We’re so excited to introduce our latest Chef’s Pick, the Thai Spring Roll Salad. Think of it as an unrolled version of the popular traditional appetizer, only upgraded into a satisfying meal with all the flavors and textures you love in every bite: savory, spicy, sweet, creamy, crunchy, rich, and refreshing. Out of everything on our menu, this salad boasts the most ingredients, and each one adds a unique note to the overall harmony of flavor and texture that’s going on here.
We’re very proud of our new baked, marinated organic tofu, which also replaces the tofu we use in our Vegan Banh Mi. It’s marinated with Bragg’s famous Liquid Aminos. A healthier version of soy sauce or tamari, Bragg’s is a non-GMO liquid protein concentrate, derived from soybeans. We’ve heard from a lot of folks who say they don’t typically eat (or like) tofu, but love our version. The fact that we also toss it in a rich and savory almond satay sauce really pushes it over the top.

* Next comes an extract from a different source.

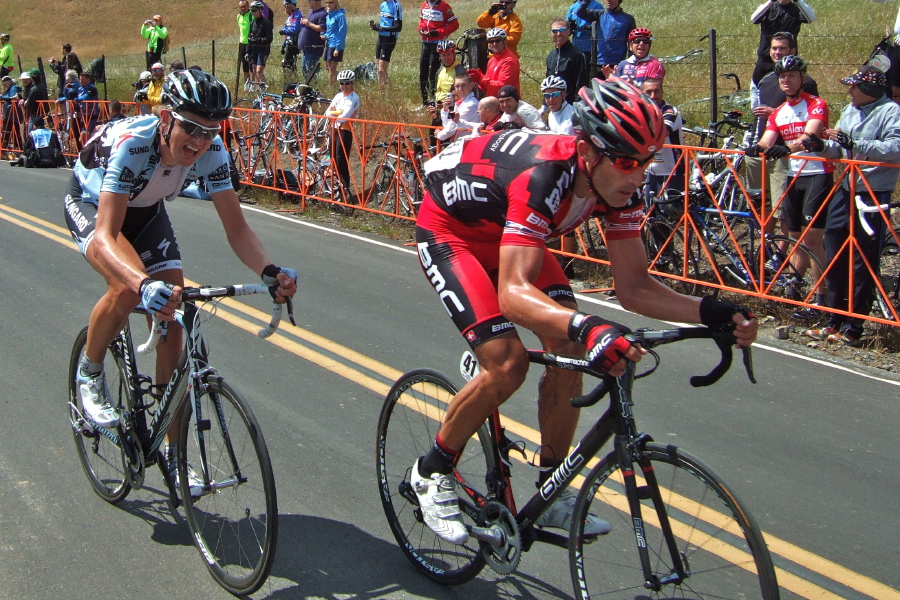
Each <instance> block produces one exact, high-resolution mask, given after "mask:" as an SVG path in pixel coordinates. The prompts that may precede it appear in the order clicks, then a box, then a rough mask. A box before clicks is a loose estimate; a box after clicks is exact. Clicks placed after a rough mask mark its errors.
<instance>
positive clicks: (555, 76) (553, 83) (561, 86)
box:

The mix of butter lettuce, romaine, napa cabbage, and Scarborough Farm’s baby spinach provide the perfect flavorful and nutrient-packed base, allowing each other ingredient to shine, from the sweetness and acidity of the fresh mango and house-pickled daikon and carrots to the crunch and richness of the toasted almond slivers and the avocado. If you’ve never tried kelp noodles, you’re in for a treat. They’re fat-free and only have a couple calories, but add an addictive texture and crunch while contributing a nutritional boost to your bowl. We top it all off with our Chef’s sweet and spicy vinaigrette made with rice wine vinegar, sweet chili sauce, brown sugar, garlic, lime juice, and ginger, which really makes the whole thing sing.
Dig in! We’d love to hear what you think.